= Mór Korach =

Mór Korach or Maurizio Korach (8 February 1888 − 27 November 1975) was a Hungarian chemical engineer, founder of technical chemistry in Hungary, and a full member of the Hungarian Academy of Sciences. Residing in Italy between 1912 and 1952, he was internationally recognized for his ceramic engineering researches, significantly developing the Italian ceramic industry.

He was born in Miskolc, Hungary, and studied at the Budapest University of Technology until 1911, then migrated to Italy in 1912 for political reasons. From 1916 until 1932 on he was a teacher in the art school of International Museum of Ceramics in Faenza, also directed the research laboratory of the museum. After 1925 he was the chairman of the technical chemistry department at the University of Bologna. During World War II he joined the Italian Communist Party and took part in the resistance movement. Called by the Hungarian government he moved back to Hungary in 1952. He assisted to the foundation of the Central Research Institute for Construction Materials of which he was the first director between 1953 and 1957. From 1960 until 1968 he was acting as founder director of the Research Institute of Technical Chemistry in Budapest.

His main research field was the technical chemistry of ceramic manufacture, chemical processing of ceramics. In 1928 he was the first to invent and construct an electric tunnel kiln, later on he worked out a new ceramics firing method (what he named 'sandwich firing'). In addition to this he also made extensive researches on thermal insulators and technology of glazed tile manufacture. During the late period of his career he put down the theoretical fundamentals of technical chemistry and successfully adapted mathematical models (e.g. graph theory) to describe chemical processes.

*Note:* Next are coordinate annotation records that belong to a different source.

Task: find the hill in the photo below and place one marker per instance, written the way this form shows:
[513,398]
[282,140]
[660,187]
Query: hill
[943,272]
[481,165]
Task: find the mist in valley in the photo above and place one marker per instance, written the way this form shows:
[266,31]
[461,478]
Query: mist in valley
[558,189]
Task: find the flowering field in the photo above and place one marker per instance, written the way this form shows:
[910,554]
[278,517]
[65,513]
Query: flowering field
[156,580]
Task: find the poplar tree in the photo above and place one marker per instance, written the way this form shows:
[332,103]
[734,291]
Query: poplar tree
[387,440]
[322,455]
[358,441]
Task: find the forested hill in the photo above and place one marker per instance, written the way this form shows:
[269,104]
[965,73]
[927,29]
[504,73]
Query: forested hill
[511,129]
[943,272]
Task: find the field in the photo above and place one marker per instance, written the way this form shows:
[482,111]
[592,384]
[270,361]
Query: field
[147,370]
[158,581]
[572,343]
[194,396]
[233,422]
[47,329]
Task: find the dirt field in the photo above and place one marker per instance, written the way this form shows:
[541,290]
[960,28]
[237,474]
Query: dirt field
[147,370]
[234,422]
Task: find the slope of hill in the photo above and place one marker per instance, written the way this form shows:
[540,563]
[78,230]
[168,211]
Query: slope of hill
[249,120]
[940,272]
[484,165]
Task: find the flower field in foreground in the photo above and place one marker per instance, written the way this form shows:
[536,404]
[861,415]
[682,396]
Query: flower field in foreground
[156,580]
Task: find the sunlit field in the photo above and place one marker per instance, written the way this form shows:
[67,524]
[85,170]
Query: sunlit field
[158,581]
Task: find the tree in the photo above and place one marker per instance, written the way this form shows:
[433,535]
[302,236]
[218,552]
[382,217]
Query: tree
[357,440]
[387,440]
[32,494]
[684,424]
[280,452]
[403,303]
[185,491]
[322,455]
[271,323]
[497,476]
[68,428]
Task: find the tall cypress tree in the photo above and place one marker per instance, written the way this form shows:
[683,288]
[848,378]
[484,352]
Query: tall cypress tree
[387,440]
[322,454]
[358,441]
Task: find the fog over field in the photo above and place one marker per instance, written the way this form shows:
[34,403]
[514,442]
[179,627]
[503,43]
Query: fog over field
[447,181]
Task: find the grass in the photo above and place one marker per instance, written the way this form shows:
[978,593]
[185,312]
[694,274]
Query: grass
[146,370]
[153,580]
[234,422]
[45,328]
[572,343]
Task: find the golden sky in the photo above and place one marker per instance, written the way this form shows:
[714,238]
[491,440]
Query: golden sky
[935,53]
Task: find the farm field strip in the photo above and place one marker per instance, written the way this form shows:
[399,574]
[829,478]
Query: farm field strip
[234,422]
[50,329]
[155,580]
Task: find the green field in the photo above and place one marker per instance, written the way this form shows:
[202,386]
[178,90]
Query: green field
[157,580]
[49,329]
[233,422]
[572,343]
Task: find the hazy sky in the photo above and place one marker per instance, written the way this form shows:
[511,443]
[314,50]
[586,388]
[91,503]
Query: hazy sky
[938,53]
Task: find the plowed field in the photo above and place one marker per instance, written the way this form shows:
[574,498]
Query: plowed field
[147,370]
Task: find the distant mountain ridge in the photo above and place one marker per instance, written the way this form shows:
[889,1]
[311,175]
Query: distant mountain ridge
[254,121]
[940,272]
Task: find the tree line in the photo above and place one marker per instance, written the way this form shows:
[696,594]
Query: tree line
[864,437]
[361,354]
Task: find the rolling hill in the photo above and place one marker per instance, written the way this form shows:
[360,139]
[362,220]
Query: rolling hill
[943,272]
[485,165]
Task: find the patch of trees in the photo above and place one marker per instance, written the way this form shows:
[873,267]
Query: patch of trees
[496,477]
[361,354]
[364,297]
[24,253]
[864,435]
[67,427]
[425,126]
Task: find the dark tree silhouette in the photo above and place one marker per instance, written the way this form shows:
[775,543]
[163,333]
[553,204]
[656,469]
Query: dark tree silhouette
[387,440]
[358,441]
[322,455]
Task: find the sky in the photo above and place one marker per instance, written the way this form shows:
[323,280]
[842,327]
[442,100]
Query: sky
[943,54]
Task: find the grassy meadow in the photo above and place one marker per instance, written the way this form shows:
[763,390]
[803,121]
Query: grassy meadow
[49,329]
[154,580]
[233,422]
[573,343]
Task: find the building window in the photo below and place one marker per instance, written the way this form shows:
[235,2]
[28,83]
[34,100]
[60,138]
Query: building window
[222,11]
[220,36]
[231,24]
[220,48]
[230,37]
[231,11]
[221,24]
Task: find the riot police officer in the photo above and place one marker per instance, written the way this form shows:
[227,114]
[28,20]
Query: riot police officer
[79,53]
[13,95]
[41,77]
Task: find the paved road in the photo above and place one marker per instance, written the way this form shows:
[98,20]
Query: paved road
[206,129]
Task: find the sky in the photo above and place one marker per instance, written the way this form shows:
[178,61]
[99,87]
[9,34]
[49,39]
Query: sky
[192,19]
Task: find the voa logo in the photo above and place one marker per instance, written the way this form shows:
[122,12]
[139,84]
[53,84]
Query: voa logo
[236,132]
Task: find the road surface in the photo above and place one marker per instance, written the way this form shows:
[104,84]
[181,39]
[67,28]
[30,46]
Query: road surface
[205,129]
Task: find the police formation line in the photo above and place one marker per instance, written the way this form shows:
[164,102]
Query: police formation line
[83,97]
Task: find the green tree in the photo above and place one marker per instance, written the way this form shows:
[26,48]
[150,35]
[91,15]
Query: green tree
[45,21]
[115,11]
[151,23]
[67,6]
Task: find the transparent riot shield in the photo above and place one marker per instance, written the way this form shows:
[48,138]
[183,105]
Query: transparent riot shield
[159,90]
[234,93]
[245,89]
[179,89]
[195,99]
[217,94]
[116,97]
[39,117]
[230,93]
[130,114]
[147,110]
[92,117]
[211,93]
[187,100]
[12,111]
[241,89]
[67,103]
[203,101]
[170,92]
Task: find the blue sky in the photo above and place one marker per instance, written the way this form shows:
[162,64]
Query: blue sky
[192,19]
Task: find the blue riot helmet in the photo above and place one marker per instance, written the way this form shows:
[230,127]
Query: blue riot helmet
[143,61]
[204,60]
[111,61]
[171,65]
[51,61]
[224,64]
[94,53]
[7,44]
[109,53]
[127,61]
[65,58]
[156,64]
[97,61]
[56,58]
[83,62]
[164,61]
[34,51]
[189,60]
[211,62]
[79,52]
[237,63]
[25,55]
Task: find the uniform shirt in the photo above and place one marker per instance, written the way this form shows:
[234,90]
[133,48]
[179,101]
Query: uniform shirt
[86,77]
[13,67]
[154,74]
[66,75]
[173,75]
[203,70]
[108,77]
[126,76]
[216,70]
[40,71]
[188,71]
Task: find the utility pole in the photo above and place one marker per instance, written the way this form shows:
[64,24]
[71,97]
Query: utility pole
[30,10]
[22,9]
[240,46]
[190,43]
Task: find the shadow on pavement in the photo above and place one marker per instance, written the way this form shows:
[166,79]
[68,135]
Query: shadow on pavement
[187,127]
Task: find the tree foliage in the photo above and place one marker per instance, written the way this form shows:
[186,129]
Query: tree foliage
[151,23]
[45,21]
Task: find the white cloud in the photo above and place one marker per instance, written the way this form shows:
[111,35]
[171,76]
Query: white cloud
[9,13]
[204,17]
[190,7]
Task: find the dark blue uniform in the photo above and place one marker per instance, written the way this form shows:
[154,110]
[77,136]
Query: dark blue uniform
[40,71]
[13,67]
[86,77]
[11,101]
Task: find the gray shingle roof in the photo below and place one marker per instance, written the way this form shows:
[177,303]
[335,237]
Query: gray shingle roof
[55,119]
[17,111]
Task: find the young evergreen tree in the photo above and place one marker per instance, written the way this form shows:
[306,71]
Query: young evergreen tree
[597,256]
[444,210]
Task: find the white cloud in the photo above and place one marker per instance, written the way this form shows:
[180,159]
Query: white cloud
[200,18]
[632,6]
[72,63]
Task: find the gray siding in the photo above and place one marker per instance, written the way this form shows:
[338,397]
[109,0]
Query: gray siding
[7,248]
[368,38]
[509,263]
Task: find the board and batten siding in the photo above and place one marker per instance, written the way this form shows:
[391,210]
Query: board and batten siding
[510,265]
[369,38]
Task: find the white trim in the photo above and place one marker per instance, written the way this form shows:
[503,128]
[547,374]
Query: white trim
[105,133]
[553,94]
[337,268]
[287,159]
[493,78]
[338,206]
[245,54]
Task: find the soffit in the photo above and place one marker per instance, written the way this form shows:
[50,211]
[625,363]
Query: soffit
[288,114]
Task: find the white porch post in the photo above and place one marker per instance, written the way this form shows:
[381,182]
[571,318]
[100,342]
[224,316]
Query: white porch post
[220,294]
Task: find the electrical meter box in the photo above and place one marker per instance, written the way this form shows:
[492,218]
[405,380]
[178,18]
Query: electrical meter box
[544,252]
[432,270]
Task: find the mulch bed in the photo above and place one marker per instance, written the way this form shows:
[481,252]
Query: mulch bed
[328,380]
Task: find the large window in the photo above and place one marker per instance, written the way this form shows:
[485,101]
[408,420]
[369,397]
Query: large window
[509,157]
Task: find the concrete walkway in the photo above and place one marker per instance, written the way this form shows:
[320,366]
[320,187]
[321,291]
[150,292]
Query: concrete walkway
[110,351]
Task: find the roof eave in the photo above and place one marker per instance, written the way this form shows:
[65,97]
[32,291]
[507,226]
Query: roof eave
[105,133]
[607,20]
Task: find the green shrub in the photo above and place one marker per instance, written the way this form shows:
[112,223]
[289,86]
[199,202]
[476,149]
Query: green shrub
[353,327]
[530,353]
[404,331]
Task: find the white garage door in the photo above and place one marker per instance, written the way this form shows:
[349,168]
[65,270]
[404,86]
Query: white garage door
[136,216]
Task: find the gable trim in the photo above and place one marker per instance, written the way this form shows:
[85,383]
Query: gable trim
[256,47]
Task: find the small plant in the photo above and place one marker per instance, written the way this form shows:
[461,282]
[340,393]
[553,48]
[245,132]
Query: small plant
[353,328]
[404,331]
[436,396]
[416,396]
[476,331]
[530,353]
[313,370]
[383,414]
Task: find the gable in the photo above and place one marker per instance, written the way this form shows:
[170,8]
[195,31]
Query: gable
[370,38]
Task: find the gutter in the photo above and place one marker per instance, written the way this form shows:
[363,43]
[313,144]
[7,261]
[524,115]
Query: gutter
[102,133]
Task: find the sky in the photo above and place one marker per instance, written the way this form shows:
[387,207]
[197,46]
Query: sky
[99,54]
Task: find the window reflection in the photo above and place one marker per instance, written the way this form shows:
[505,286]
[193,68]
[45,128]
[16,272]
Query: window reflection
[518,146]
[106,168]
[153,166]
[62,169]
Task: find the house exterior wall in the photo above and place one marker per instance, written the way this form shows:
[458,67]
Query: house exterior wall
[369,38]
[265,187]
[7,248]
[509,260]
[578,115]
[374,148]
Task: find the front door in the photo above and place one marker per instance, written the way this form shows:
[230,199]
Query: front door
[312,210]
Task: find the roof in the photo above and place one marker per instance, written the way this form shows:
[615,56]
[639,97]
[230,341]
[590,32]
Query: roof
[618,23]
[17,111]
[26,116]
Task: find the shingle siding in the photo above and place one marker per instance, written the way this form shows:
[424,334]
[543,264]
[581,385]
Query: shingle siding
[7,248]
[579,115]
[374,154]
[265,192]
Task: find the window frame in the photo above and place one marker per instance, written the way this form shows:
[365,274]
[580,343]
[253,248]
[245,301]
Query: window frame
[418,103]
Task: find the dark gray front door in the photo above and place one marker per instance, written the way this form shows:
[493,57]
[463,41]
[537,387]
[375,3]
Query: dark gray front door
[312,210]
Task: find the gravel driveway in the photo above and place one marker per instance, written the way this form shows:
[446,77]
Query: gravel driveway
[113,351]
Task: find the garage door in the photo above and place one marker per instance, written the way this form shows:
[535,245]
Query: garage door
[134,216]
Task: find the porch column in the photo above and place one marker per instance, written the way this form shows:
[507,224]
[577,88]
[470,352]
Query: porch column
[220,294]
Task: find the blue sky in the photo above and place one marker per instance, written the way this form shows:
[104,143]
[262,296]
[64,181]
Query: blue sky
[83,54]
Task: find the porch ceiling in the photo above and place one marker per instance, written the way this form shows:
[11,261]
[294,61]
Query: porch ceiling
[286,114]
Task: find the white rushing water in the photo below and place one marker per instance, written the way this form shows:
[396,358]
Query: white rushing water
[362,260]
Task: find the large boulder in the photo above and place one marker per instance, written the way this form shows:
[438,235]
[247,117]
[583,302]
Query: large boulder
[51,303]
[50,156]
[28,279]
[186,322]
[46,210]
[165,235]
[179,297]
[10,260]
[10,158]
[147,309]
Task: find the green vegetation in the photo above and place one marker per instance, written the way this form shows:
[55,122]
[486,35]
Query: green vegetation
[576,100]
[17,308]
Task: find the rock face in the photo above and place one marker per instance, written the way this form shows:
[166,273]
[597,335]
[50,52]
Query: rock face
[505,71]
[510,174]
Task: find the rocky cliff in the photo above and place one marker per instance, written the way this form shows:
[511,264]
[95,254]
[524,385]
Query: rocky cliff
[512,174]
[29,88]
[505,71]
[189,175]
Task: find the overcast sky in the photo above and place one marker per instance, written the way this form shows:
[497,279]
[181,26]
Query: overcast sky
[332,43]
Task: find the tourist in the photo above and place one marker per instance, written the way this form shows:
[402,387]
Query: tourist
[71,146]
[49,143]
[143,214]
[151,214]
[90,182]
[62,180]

He was a corresponding (1956), then a full member (1958) of the Hungarian Academy of Sciences. In Italy he was a popular writer under the name of Marcello Cora; he collaborated to prestigious review La Ronda and wrote novels such as Il figliuol prodigo (1933). He died in Budapest, Hungary.

== Works ==
- Elementi di tecnologia ceramica I–III. Faenza, Museo delle ceramiche, 1928, 51 + 48 + 83 p.
- On methodological problems of technology. in: Periodica Polytechnica 1958. 145–171.
- Általános kémiai technológia. [General chemical technology.] Budapest, Tankönyvkiadó, 1967, 327 p.

== See also ==
- A Magyar Tudományos Akadémia tagjai 1825–2002 II. [Members of the Hungarian Academy of Sciences 1825-2002.] Budapest, 2003, pp. 667.
- Carmine Di Biase - Maurizio Korach(Marcello Cora): la Ronda e la letteratura tedesca, Napoli, Societa' editrice napoletana, 1978.